2 Vaccinations and Onset of Alleged Injury

On January 17, 2017, K.J. saw his pediatrician for a one-year-old well-child check. Ex. 2 at 12. No abnormal findings were noted on physical examination, and he was administered several routine childhood vaccinations, including the MMR, flu, Hepatitis A, DTaP/HepB/IPV, Hib, PCV13, and varicella vaccines. Id. at 13.

Five days later, on January 23, 2017, K.J. was taken to the Athens Regional Medical Center Emergency Department for concerns of generalized weakness, fussiness, poor oral intake, and wet diapers. Ex. 8 at 13. At that time, Ms. Whitehead provided the following history:

[He] was behind on his vaccine/immunizations and one week ago [he] had multiple vaccines to help catch him up on his immunization. Mom reports the child did well throughout the week but over the weekend mom noted that the child has had difficulty with crawling and ambulating. He just started cruising/walking over the last few months and he has been meeting his milestones. Mom reports he appears uncomfortable and seems to have pain with attempting to crawl and ambulate.

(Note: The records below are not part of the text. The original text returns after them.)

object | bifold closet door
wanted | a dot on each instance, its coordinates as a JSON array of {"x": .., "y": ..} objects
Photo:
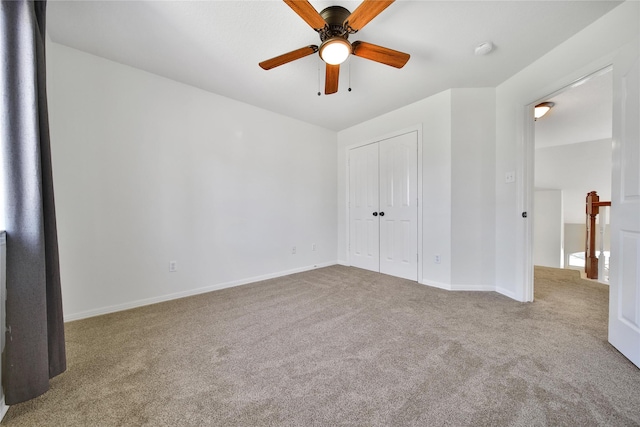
[
  {"x": 398, "y": 201},
  {"x": 383, "y": 195},
  {"x": 364, "y": 230}
]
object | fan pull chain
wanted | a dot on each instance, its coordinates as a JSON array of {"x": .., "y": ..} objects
[
  {"x": 349, "y": 65},
  {"x": 319, "y": 83}
]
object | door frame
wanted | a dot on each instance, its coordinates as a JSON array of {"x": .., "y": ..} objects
[
  {"x": 525, "y": 191},
  {"x": 415, "y": 128}
]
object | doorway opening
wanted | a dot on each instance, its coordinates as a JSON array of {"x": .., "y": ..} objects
[{"x": 572, "y": 156}]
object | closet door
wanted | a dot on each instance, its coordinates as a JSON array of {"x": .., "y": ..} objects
[
  {"x": 364, "y": 234},
  {"x": 383, "y": 212},
  {"x": 398, "y": 202}
]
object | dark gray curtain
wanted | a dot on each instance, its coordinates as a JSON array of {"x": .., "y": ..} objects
[{"x": 34, "y": 350}]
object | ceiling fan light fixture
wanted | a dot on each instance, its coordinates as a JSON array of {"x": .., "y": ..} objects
[
  {"x": 335, "y": 51},
  {"x": 542, "y": 109}
]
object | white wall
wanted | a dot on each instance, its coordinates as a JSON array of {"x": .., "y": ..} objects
[
  {"x": 458, "y": 137},
  {"x": 589, "y": 50},
  {"x": 548, "y": 228},
  {"x": 148, "y": 170}
]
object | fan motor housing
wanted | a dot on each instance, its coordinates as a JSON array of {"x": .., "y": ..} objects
[{"x": 334, "y": 16}]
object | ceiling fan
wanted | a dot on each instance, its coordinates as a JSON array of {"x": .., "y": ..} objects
[{"x": 334, "y": 24}]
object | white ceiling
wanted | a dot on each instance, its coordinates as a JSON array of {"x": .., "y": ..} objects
[
  {"x": 581, "y": 113},
  {"x": 216, "y": 46}
]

Mom has also noted that he seems to be weak in the arms. She reports that when he reaches out for things he will drop his arm. [S]he states she [ha]s also noted that [at] times he has a fine tremor in his arms when he is trying to reach out for objects. No fever. No seizure activity. No nausea or vomiting.

Id. Despite such concerns, K.J. was awake and alert with good eye contact, and had no fever, rash, or respiratory symptoms. Id. at 13–14. In addition, his vitals were stable, and he did not appear to have any acute infectious process. Id. at 14.

As part of his initial evaluation, K.J. underwent a brain computed tomography (“CT”) scan, which demonstrated “[m]oderate low-attenuation in the basal ganglia bilaterally, having a symmetrical appearance, plus areas of low-attenuation in the cerebral white matter, having a parasagittal distribution on the right.” Ex. 8 at 15. The scan also revealed several lesions. Id.